# How often is the One Parent Family Payment (OPFP) means-tested?



## 1wrreno (12 Jun 2011)

I'm due my first child soon and will be a single parent; will be applying for the One Parent Family Payment once baby is born. 

My question is that I've a good bit of savings put by which I intend to live on for the early months - as this will reduce the amount of OPFP I receive initially, how soon can I ask for my means to be re-tested as my savings will obviously reduce to nothing fairly quickly? 

That's assuming I can ask for my means to be re-tested; if not, then maybe I'm better off waiting 'til I've used up all my savings before applying at all?


----------



## gipimann (12 Jun 2011)

You can ask for your claim to be reviewed at any time if there is a change of circumstances which may lead to a decrease in your means (and an increase in your payment).

The first 20,000 euro of savings isn't assessed, so there may be little or no assessment against you.


----------



## Ildánach (14 Jun 2011)

The one thing to watch out for is that you can explain the depletion of your funds.  If they suspect that you have deliberately depleted your capital to increase your entitlement, then you can be assessed as still having the money in the bank even though its spent!  They will allow reasonable expenditures.


----------



## 1wrreno (14 Jun 2011)

Thanks to both of you for your help.  

Ildanach; on the other side of the coin I assume they'll recognise if it's genuine expenditure?

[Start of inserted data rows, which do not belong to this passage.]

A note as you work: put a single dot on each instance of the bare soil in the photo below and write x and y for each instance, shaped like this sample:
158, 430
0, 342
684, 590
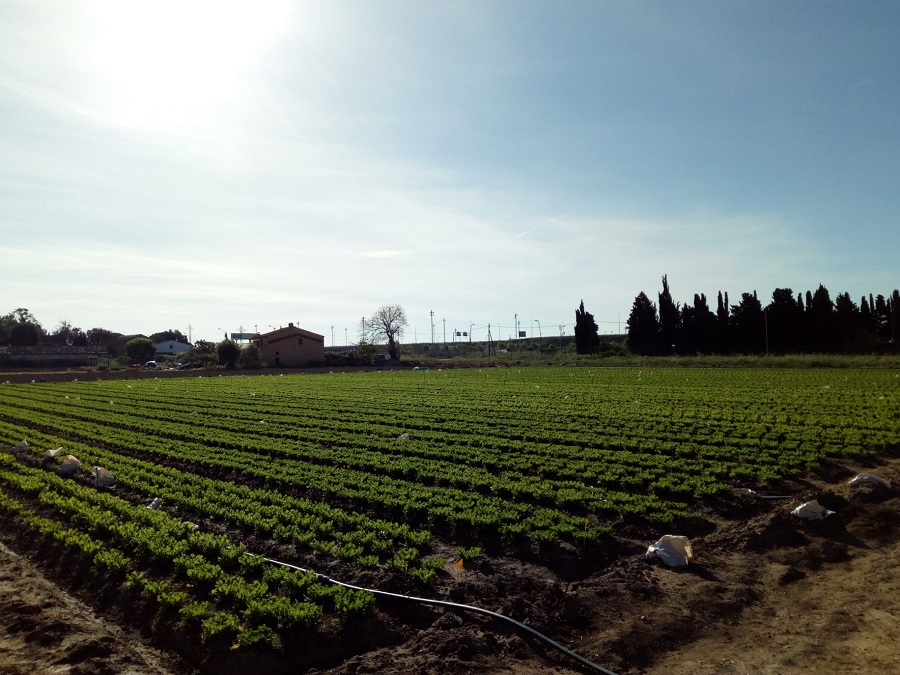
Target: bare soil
765, 593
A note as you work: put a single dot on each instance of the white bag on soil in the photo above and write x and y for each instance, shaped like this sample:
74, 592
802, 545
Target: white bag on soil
672, 549
811, 511
70, 464
867, 479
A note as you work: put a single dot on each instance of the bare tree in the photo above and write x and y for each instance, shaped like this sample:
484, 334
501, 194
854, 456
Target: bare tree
385, 325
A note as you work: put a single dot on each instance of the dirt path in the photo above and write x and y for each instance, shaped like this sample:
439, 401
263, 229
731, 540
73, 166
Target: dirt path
824, 607
765, 594
45, 630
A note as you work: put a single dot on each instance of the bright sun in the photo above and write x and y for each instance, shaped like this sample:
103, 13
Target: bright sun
166, 63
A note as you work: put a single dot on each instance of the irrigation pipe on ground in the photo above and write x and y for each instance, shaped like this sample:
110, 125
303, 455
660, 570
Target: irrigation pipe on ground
444, 603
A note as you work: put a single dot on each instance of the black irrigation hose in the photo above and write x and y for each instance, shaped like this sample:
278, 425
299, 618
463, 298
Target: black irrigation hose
443, 603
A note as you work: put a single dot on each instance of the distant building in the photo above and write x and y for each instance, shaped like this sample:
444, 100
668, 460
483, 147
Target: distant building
172, 347
290, 347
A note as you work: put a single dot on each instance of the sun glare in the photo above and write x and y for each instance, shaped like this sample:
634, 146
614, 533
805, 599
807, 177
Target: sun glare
170, 64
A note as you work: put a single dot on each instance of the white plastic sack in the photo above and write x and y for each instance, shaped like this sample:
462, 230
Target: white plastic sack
102, 477
70, 463
867, 479
672, 549
811, 511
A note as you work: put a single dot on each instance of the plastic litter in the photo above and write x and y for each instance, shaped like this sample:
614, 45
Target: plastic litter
811, 511
672, 549
69, 465
102, 477
867, 479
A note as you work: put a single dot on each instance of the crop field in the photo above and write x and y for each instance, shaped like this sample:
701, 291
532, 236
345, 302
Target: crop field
401, 477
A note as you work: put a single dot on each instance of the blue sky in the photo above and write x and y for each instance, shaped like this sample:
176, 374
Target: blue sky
222, 165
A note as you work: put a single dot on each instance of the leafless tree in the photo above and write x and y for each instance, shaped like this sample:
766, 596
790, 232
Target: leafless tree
385, 325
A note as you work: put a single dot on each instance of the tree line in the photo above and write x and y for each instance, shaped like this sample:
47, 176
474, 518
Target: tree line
789, 323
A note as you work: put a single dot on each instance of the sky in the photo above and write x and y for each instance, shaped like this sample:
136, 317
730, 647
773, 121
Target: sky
216, 167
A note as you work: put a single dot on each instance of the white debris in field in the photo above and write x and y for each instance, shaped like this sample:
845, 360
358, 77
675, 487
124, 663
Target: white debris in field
868, 479
811, 510
672, 549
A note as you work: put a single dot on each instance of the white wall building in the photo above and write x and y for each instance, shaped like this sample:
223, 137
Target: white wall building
172, 347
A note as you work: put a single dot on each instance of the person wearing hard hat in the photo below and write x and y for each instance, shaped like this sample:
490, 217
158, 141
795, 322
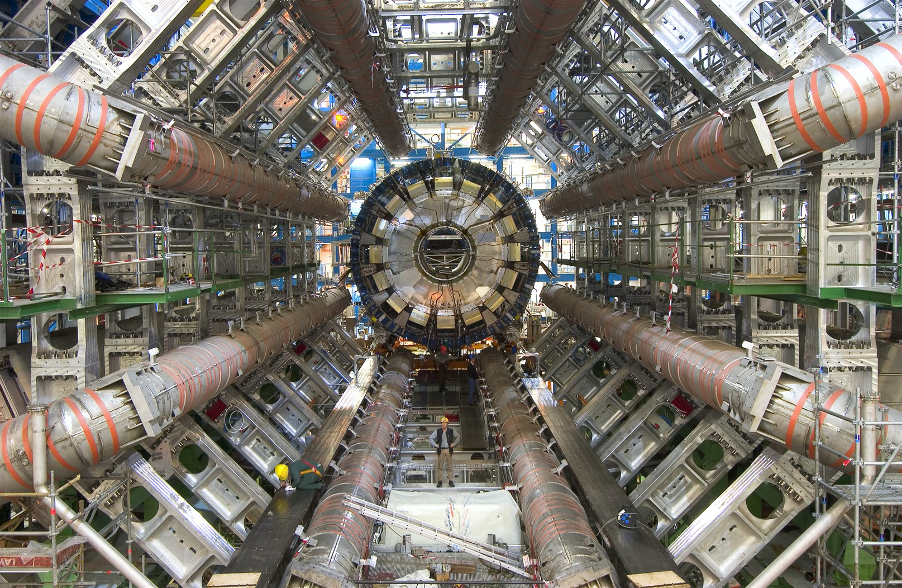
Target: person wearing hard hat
300, 475
443, 440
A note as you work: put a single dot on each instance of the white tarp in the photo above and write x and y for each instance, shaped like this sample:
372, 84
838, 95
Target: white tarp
472, 514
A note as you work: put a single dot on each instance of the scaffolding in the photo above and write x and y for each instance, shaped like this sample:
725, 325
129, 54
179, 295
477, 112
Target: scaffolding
865, 549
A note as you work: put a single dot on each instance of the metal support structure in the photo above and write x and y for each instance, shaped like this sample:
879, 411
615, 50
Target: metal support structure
745, 388
339, 537
562, 540
782, 124
121, 409
119, 139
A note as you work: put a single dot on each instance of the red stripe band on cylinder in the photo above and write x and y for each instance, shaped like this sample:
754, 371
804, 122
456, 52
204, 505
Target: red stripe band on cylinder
816, 98
84, 427
9, 464
73, 132
880, 84
796, 412
26, 441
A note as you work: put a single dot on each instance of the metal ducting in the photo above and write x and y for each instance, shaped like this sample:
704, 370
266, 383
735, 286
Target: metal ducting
342, 26
561, 539
137, 403
87, 128
540, 25
340, 535
809, 114
768, 397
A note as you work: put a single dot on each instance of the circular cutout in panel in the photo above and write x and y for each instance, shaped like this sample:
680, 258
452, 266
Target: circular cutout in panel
766, 502
708, 455
193, 459
693, 574
844, 204
445, 250
144, 507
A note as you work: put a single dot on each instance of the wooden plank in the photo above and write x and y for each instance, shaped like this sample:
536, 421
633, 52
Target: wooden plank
656, 580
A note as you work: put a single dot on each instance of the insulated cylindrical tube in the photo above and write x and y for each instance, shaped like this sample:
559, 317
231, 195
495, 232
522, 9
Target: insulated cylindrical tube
87, 128
96, 423
721, 376
559, 534
342, 535
811, 113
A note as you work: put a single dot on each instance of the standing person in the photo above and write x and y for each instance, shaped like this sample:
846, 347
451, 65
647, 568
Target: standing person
441, 363
300, 475
443, 440
472, 379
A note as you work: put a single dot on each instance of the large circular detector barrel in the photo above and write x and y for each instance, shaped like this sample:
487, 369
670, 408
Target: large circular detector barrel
445, 250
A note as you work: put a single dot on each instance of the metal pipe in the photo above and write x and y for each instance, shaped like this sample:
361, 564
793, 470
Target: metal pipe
562, 542
768, 397
87, 128
138, 402
868, 437
812, 113
343, 27
342, 535
62, 510
540, 25
798, 547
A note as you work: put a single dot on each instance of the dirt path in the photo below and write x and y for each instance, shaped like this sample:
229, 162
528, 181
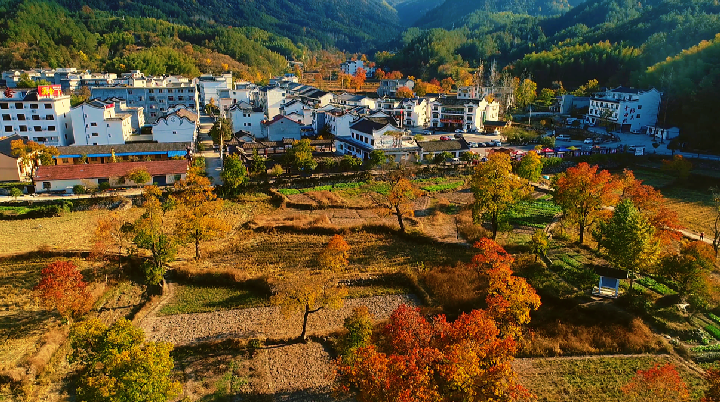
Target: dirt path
261, 322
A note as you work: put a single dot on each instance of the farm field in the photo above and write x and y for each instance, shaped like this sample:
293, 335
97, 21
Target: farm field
593, 379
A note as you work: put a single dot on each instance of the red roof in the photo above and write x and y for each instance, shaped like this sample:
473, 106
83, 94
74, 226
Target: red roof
107, 170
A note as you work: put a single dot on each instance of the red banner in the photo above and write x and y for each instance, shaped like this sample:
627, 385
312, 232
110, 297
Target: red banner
49, 91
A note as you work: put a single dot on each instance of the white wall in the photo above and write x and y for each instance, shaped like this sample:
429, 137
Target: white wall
174, 129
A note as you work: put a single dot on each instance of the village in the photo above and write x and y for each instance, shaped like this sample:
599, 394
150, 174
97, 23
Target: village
281, 242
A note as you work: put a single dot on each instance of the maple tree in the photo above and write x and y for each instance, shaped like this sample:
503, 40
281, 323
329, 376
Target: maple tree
152, 233
308, 293
62, 288
359, 78
628, 239
335, 255
198, 210
433, 360
404, 92
117, 365
659, 383
399, 198
530, 167
496, 189
690, 269
712, 393
653, 205
582, 191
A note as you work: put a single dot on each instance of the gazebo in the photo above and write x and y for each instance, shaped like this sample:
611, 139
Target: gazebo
609, 284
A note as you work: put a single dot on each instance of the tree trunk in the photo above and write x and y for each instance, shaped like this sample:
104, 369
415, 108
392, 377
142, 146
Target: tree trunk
399, 215
494, 224
197, 245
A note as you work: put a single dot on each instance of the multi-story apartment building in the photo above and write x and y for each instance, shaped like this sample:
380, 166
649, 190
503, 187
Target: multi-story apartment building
389, 87
155, 101
623, 108
466, 114
97, 123
247, 118
40, 115
377, 133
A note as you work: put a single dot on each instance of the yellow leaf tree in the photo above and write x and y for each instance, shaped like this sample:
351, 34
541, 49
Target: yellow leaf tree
198, 212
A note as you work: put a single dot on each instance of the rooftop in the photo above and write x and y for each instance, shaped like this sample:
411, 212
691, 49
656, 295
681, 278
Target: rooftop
100, 170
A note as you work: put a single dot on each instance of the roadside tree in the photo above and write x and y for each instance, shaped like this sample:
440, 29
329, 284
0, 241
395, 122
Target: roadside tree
582, 192
62, 288
198, 211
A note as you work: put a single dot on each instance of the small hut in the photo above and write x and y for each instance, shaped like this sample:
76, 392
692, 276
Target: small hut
609, 284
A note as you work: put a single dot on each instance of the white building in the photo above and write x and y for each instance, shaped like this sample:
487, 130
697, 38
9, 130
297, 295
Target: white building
351, 66
210, 87
626, 109
389, 87
96, 123
179, 126
377, 133
467, 114
247, 118
281, 128
40, 115
271, 100
156, 101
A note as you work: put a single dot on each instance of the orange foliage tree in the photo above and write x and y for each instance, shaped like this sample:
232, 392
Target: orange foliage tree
404, 92
582, 192
359, 78
653, 205
62, 287
661, 383
434, 360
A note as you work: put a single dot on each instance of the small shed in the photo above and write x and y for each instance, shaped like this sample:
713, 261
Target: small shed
609, 284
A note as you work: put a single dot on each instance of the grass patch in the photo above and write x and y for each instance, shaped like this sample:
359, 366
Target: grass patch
537, 213
189, 299
592, 379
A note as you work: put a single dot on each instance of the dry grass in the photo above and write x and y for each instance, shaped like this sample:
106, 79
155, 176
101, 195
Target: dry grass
593, 379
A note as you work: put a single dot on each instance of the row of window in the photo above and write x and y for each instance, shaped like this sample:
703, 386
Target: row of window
9, 129
20, 105
7, 117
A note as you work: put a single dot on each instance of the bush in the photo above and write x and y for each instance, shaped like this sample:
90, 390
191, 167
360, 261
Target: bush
714, 331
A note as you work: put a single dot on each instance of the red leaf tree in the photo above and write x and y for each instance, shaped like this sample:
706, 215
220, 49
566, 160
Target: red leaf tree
661, 383
62, 288
434, 360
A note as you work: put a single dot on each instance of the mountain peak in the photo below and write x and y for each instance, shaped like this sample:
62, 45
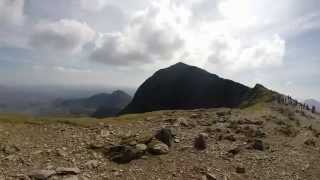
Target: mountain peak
182, 86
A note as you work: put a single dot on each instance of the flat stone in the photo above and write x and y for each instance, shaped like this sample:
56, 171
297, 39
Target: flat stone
41, 174
68, 171
158, 148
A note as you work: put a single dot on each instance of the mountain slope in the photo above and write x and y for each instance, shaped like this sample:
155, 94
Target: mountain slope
313, 102
111, 103
187, 87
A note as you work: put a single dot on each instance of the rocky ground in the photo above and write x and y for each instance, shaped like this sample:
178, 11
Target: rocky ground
271, 143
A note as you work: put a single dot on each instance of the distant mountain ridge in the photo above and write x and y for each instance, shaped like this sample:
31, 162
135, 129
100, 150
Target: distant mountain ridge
112, 103
182, 86
313, 102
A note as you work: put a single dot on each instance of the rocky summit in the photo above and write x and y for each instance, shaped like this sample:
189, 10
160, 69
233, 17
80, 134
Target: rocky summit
182, 86
270, 141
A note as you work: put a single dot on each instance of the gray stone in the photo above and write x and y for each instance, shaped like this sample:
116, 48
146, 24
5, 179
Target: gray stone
166, 135
68, 171
141, 147
92, 164
41, 174
123, 153
200, 142
71, 178
158, 148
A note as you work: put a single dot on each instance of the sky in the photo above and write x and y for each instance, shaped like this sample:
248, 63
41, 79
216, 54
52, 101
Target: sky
118, 43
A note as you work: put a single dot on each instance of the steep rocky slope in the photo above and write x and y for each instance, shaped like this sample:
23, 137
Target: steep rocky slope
187, 87
103, 104
275, 142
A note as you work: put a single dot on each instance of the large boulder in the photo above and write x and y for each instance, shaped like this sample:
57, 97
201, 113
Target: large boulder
166, 135
157, 148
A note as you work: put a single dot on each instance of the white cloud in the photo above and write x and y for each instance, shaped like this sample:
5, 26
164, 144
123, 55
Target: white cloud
170, 30
230, 54
11, 12
148, 37
62, 36
92, 5
71, 69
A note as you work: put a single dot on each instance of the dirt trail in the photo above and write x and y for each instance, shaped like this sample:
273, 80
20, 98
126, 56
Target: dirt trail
278, 143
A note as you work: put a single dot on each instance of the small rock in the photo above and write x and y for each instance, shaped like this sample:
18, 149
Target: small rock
166, 135
71, 178
240, 170
10, 149
194, 116
200, 142
310, 142
68, 171
141, 147
92, 164
123, 153
234, 151
158, 148
210, 176
62, 153
104, 133
183, 122
259, 145
41, 174
230, 137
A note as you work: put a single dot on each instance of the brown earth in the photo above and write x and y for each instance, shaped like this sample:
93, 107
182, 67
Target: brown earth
270, 143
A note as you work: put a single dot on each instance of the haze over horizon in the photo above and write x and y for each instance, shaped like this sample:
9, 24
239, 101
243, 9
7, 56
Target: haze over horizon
117, 43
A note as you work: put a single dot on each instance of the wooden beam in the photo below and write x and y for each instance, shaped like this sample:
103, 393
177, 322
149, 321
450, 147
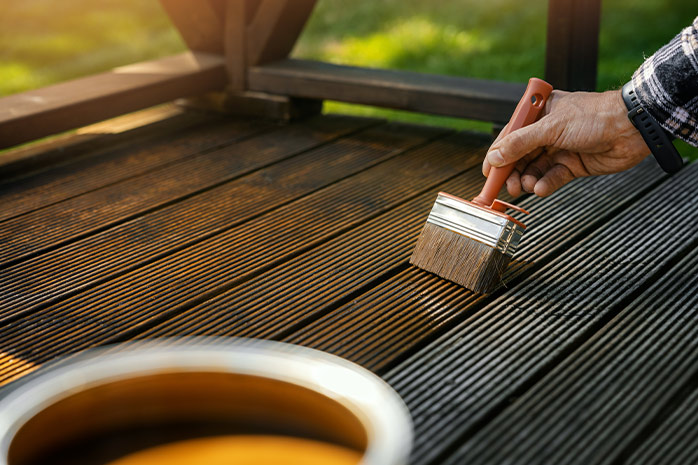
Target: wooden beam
199, 23
274, 29
427, 93
234, 43
572, 44
42, 112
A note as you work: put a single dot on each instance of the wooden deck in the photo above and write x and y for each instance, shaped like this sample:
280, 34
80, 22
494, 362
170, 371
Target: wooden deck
206, 225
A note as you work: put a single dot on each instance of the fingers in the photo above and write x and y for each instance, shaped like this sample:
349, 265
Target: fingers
519, 143
534, 171
556, 177
514, 184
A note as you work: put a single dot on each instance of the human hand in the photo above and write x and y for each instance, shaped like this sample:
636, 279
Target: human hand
579, 134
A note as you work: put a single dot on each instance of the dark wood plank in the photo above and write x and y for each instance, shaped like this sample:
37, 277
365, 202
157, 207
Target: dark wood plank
49, 110
443, 95
462, 380
572, 45
47, 228
139, 152
25, 160
601, 403
676, 440
379, 327
134, 300
308, 286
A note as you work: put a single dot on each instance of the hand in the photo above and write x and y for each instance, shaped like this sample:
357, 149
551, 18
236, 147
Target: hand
579, 134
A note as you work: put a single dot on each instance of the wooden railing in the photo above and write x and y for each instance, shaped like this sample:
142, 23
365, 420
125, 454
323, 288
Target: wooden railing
241, 47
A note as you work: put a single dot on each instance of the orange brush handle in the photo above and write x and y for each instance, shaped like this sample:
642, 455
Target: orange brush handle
527, 111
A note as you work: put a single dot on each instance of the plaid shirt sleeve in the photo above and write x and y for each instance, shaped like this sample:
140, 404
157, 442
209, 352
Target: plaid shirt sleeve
667, 85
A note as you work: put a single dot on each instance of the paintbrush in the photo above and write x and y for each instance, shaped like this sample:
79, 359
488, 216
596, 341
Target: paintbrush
472, 243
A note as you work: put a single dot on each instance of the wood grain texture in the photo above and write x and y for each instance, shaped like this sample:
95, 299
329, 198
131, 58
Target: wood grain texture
49, 110
442, 95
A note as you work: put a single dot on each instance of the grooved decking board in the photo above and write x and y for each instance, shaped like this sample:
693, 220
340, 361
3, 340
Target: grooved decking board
460, 381
675, 441
275, 302
25, 161
376, 328
596, 404
126, 305
185, 136
98, 257
81, 215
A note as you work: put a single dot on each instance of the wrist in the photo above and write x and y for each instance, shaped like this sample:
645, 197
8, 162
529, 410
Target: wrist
657, 139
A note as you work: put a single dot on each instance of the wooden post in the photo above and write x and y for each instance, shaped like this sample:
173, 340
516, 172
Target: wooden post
198, 22
572, 44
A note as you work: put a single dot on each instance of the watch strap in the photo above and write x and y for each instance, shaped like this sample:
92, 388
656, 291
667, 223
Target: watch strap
654, 135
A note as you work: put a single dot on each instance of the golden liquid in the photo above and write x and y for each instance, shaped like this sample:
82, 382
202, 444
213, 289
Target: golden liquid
243, 450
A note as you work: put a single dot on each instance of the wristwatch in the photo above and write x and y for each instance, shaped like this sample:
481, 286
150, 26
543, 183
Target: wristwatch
656, 138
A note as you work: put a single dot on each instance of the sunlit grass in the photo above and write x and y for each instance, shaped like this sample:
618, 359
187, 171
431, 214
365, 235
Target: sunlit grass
43, 41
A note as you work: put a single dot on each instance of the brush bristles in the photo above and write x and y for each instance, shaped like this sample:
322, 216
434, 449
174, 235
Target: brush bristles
460, 259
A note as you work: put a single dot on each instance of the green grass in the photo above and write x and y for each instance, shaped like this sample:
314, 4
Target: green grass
43, 41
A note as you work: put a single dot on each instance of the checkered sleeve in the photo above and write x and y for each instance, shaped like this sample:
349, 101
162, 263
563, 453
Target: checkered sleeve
667, 85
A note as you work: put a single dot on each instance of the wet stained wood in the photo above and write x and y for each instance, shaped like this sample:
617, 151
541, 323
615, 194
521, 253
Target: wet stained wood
38, 113
302, 233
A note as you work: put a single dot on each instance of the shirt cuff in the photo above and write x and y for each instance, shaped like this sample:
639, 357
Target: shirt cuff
667, 85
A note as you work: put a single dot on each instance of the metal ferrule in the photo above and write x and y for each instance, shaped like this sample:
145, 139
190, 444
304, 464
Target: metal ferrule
478, 224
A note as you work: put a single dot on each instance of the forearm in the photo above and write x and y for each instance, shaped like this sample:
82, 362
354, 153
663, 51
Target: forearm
667, 85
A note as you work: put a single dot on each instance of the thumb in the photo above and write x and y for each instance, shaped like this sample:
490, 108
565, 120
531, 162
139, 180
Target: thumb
516, 145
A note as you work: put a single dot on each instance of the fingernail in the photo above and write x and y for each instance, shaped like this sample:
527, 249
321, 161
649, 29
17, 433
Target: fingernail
495, 158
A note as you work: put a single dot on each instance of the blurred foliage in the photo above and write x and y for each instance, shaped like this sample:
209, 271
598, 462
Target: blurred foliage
44, 41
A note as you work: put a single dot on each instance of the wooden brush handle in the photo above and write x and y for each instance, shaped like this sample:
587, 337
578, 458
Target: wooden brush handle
527, 111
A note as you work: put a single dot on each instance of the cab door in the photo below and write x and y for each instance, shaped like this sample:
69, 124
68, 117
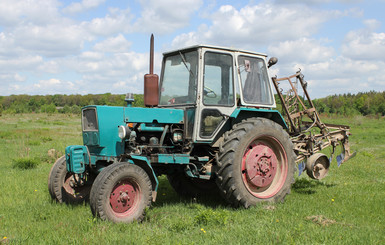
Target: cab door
217, 98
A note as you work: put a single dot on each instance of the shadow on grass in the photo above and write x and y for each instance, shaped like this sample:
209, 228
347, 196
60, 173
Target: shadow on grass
308, 186
167, 195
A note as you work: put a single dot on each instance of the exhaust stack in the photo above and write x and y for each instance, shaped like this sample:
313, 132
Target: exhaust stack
151, 81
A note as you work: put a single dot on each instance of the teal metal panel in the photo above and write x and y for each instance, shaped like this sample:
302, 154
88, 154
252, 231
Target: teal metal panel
149, 128
276, 115
76, 158
105, 142
153, 115
174, 158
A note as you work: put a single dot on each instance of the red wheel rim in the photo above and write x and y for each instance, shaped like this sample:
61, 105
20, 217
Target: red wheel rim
264, 167
124, 197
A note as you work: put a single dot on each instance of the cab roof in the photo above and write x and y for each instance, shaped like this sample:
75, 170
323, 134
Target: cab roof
214, 47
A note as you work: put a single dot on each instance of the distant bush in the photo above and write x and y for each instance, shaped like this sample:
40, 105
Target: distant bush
25, 163
59, 103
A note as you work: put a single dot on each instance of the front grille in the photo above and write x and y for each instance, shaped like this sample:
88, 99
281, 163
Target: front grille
90, 122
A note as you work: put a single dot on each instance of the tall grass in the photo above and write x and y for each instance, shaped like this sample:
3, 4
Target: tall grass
344, 208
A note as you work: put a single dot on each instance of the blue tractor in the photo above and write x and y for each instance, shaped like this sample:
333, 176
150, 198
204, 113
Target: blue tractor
209, 125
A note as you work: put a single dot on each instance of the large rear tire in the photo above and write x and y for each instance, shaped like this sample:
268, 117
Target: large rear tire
256, 163
63, 187
121, 193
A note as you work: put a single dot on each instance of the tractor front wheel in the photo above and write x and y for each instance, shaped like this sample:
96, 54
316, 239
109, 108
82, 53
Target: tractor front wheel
121, 193
256, 162
66, 187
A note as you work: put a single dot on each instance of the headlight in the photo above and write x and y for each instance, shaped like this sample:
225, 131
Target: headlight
123, 131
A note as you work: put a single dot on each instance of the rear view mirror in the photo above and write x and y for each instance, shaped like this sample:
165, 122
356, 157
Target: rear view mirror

My company pays zero in maternity benefit so I will genuinely be using my savings for day to day living expenses; I'm assuming they'll recognise that.


----------



## Ildánach (15 Jun 2011)

Have you checked out Maternity Benefit?  If you are on OPFP, then you should be able to get half rate Maternity Benefit.

http://www.welfare.ie/EN/Schemes/BirthChildrenAndFamilies/MaternityBenefit/Pages/mb.aspx


----------